Guten Tag, Ich bin alleinerziehende Mutter, bekomme 535,00 €

Diese Antwort wurde bewertet:

Guten Tag,
Ich bin alleinerziehende Mutter, bekomme 535,00 € alg1, 51 € Wohngeld, 618 Kindergeld für 3 Kinder (1 Kind ist schwerbehindert), Kindesunterhalt für 3 Kinder 1834,50 €.
Wir wohnen zu Miete.
Seit 2016 sind wir im Familienstreit, nun jetzt wird von mir für alle verfahren PKH zurückgefordert.
Ist das zurecht? Ich bin doch arbeitslos? Auf Grund der höhe Unterhalt für die Kinder, habe ich nur Anspruch auf Wohngeld in Höhe von 51 €. Mehr Leistung steht uns nicht zu.
Leider kommt Unterhalt immer mit Verspätungen, kleineren Beträgen oder es wird oft angekündigt, dass Kinder nichts mehr kriegen. Deswegen bin ich sehr unsicher, und habe schon mit der Unterhaltvorschussstelle Kontakt aufgenommen.
Nur kommt Unterhalt doch mit Verspätung. So ein Spiel Monat zu Monat.
Kann ich irgendwie dem Gericht erklären, dass ich aus diesem Grund nicht sicher PKH zurück zahlen kann? Zählt Pflegegeld für Kinder auch zum Einkommen? Auch rückwirkend überwiesen von der Pflegekasse?
Mfg
JA: Wann wurde der Vertrag ursprünglich unterzeichnet?
Customer: Brandenburg bernau
JA: Vielen Dank. Gibt es noch weitere Details, die Sie dem Anwalt mitteilen wollen?
Customer: Ja, eine telefonische Beratung in Frage Sorgerecht

Sehr geehrte Fragestellerin,

vielen Dank für Ihre Nachricht.

In der Regel werden sie nach den wirtschaftlichen Verhältnissen nach einer Prozesskostenhilfe- oder Verfahrenskostenhilfebewilligung etwa 2 bis 3 Jahre später befragt.

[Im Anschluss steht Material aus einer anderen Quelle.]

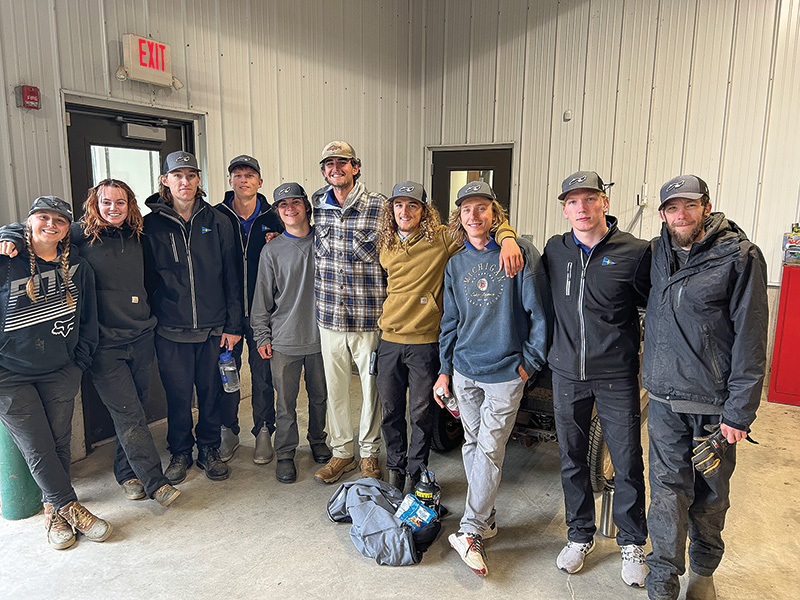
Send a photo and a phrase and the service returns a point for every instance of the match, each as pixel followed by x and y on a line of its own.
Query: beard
pixel 685 240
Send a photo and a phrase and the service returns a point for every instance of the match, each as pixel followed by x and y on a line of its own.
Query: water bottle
pixel 427 490
pixel 228 372
pixel 450 402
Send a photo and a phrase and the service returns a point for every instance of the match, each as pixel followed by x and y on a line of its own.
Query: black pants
pixel 617 402
pixel 683 502
pixel 413 368
pixel 37 412
pixel 184 366
pixel 121 376
pixel 263 399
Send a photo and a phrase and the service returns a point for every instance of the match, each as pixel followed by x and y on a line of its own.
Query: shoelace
pixel 633 553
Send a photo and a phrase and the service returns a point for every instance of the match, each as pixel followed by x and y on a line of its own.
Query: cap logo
pixel 675 186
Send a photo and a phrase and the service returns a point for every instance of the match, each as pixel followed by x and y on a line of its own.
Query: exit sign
pixel 147 60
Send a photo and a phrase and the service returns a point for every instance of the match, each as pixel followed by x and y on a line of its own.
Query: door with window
pixel 111 144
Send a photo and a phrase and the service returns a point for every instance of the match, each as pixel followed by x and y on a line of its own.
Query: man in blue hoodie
pixel 494 337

Dann wird ausgerechnet, ob Rückzahlungen erfolgen.

Hier müsste man schauen, ob die Berechnung richtig ist, gegen eine Rückzahlungsbeschluss können Sie auch eine Beschwerde einlegen, damit dies noch einmal geprüft wird.

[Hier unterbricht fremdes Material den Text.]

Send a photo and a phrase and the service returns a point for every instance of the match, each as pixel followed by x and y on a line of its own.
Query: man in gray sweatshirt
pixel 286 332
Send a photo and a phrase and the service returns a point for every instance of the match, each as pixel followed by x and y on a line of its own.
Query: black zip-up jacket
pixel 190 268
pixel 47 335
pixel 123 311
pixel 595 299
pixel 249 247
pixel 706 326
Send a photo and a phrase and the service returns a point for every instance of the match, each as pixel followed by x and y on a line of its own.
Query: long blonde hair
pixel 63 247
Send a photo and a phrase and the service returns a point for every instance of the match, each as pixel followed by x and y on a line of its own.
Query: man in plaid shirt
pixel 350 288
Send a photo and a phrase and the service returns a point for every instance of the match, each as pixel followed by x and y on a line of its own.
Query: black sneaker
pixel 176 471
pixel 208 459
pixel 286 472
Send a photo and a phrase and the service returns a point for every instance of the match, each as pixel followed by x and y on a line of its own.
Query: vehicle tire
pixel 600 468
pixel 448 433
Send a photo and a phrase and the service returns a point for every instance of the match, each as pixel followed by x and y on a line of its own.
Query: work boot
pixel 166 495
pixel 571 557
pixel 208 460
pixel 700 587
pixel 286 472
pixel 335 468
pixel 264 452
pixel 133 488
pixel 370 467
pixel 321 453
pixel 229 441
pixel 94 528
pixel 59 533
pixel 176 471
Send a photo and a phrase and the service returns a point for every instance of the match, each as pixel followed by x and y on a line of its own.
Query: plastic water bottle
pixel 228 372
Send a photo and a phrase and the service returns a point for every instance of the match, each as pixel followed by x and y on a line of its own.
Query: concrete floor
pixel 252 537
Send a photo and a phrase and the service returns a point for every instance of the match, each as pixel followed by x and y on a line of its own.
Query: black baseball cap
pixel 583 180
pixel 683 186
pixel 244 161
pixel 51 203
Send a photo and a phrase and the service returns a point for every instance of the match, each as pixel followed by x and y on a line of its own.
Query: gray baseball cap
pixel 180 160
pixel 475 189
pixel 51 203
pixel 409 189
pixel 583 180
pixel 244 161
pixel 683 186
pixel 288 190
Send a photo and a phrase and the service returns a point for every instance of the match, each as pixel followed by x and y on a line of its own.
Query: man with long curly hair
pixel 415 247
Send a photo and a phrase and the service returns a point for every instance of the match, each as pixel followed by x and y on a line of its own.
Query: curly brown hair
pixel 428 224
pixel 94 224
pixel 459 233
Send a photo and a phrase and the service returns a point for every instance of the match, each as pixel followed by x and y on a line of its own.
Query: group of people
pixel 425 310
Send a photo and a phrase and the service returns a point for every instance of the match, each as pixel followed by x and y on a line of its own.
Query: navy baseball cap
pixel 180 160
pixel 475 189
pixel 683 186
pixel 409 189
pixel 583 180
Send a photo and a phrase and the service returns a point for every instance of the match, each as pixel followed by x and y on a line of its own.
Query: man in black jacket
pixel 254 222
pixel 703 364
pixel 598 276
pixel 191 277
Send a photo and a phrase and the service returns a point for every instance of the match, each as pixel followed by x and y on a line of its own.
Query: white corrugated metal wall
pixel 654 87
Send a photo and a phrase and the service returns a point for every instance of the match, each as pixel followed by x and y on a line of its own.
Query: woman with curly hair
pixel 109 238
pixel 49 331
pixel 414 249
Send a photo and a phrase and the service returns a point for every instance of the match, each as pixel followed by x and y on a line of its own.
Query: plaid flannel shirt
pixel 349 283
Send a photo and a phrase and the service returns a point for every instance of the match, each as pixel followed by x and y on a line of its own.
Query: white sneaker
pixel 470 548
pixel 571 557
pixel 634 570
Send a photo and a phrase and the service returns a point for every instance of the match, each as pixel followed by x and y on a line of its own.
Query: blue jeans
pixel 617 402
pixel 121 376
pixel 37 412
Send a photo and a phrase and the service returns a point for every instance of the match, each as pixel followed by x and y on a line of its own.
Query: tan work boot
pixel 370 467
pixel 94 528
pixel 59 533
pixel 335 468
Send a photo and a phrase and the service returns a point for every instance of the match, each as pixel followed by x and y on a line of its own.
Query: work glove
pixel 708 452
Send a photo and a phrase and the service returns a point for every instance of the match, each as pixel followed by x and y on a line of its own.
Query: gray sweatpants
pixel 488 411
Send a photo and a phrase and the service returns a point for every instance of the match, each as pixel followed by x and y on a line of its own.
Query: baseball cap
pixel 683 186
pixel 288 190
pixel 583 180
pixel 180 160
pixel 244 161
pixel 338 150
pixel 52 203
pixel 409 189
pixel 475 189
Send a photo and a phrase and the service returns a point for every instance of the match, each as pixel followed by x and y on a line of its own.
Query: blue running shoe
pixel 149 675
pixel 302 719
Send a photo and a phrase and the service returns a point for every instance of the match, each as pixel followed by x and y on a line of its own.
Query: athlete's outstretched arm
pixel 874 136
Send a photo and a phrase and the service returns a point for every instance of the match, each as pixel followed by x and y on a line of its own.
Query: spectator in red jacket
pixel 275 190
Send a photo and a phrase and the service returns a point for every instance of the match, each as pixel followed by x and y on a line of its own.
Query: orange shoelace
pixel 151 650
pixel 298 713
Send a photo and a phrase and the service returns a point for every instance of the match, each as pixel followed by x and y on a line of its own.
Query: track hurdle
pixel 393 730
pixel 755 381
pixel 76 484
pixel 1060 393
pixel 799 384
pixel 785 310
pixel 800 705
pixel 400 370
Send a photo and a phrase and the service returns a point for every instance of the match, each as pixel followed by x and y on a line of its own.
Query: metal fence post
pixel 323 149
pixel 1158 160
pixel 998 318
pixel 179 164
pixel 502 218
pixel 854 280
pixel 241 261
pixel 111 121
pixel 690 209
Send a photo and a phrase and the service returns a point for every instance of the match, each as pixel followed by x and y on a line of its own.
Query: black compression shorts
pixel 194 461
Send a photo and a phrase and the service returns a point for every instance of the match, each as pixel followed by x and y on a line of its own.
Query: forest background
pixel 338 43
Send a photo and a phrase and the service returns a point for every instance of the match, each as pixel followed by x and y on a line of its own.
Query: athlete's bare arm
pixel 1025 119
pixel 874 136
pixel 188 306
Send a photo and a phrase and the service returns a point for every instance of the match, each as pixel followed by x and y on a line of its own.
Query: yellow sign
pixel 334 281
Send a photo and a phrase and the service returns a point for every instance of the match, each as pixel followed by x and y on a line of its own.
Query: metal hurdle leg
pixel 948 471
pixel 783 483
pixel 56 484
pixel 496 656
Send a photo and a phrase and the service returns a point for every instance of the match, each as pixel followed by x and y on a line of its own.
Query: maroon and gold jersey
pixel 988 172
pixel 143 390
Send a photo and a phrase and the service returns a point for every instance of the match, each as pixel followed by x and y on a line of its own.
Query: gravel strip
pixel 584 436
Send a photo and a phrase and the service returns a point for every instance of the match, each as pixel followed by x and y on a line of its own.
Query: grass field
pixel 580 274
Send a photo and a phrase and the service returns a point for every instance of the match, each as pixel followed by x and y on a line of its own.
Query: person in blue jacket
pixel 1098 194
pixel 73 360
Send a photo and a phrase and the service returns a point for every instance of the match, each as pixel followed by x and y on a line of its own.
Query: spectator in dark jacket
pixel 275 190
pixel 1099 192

Es kann gut sein, dass hier aufgrund der doch relativ hohen Unterhaltszahlungen die Freibeträge der Kinder überschritten werden und dadurch ein Rückzahlungsanspruch entsteht.

Sie müssten dem Gericht gegenüber geltend machen, dass die monatlichen Zahlungen hiervon abweichend sind und insofern nicht stimmig mit den auf dem Papier stehenden Unterhaltsbeträgen sind.

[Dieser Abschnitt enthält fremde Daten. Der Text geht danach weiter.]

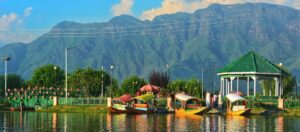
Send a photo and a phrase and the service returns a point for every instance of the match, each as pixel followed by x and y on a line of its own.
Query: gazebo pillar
pixel 237 84
pixel 222 86
pixel 254 87
pixel 228 88
pixel 276 86
pixel 248 85
pixel 231 83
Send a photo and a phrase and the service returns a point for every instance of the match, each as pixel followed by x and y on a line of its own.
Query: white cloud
pixel 7 20
pixel 173 6
pixel 11 29
pixel 124 7
pixel 27 11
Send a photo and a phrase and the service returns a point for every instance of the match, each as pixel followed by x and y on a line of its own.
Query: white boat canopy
pixel 184 97
pixel 234 97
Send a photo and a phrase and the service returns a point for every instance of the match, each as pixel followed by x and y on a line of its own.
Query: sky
pixel 25 20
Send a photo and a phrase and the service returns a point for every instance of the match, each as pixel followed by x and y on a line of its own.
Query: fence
pixel 82 101
pixel 46 102
pixel 262 101
pixel 292 103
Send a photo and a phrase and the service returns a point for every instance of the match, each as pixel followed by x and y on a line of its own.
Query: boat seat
pixel 140 105
pixel 192 106
pixel 238 107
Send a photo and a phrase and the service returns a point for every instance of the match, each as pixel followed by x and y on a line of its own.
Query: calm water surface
pixel 89 122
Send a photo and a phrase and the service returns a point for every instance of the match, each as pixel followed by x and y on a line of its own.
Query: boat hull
pixel 115 110
pixel 137 111
pixel 239 112
pixel 200 110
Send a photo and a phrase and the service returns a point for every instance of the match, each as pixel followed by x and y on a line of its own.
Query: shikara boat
pixel 141 104
pixel 119 104
pixel 236 105
pixel 188 105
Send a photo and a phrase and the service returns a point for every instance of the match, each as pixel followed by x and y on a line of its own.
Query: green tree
pixel 191 87
pixel 48 75
pixel 89 80
pixel 13 81
pixel 160 79
pixel 288 81
pixel 131 84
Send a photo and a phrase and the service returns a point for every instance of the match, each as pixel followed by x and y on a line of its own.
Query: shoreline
pixel 103 109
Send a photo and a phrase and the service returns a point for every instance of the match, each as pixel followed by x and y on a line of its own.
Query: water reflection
pixel 57 122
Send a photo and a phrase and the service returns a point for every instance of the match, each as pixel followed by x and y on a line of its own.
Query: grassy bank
pixel 76 108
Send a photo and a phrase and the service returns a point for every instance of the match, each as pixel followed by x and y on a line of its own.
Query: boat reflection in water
pixel 60 122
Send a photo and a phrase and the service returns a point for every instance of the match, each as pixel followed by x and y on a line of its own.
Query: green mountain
pixel 208 38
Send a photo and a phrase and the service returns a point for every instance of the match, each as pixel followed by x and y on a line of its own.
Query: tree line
pixel 90 82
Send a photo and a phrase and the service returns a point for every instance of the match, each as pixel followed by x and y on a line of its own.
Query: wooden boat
pixel 236 105
pixel 141 105
pixel 119 104
pixel 188 105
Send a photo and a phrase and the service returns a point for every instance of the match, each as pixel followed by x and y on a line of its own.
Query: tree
pixel 89 80
pixel 288 81
pixel 13 81
pixel 191 87
pixel 131 84
pixel 48 76
pixel 160 79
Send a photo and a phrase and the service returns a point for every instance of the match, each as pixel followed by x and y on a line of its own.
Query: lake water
pixel 89 122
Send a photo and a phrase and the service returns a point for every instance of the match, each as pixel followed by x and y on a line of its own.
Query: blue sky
pixel 24 20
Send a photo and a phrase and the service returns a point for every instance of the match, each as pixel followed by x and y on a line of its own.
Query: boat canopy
pixel 145 97
pixel 150 88
pixel 234 98
pixel 124 98
pixel 184 97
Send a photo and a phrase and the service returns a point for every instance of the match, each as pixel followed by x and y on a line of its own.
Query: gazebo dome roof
pixel 250 63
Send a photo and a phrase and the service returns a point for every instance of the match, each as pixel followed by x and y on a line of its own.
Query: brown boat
pixel 188 105
pixel 236 105
pixel 143 107
pixel 119 104
pixel 139 111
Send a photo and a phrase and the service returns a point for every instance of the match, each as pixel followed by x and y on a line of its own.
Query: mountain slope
pixel 208 38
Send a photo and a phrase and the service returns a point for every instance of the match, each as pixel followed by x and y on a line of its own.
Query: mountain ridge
pixel 187 42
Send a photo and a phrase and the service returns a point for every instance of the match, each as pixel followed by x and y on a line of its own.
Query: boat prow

Ich hoffe, dass ich Ihnen hilfreich geantwortet habe und stehe Ihnen jederzeit gerne zur Verfügung.

Sollten Sie noch ein ergänzendes Telefonat wünschen, kann ich Ihnen hierzu gerne ein Angebot unterbreiten und bitte diesbezüglich sodann um einen Hinweis.

Über ihre anschließende positive Bewertung (3 bis 5 Sterne) freue ich mich.

Viele Grüße

Christian Joachim
Rechtsanwalt

Kunde: hat geantwortet vor 17 Tagen.
Vielen Dank für Ihre Antwort, was wäre mit dem Pflegegeld, wird das mit eingerechnet?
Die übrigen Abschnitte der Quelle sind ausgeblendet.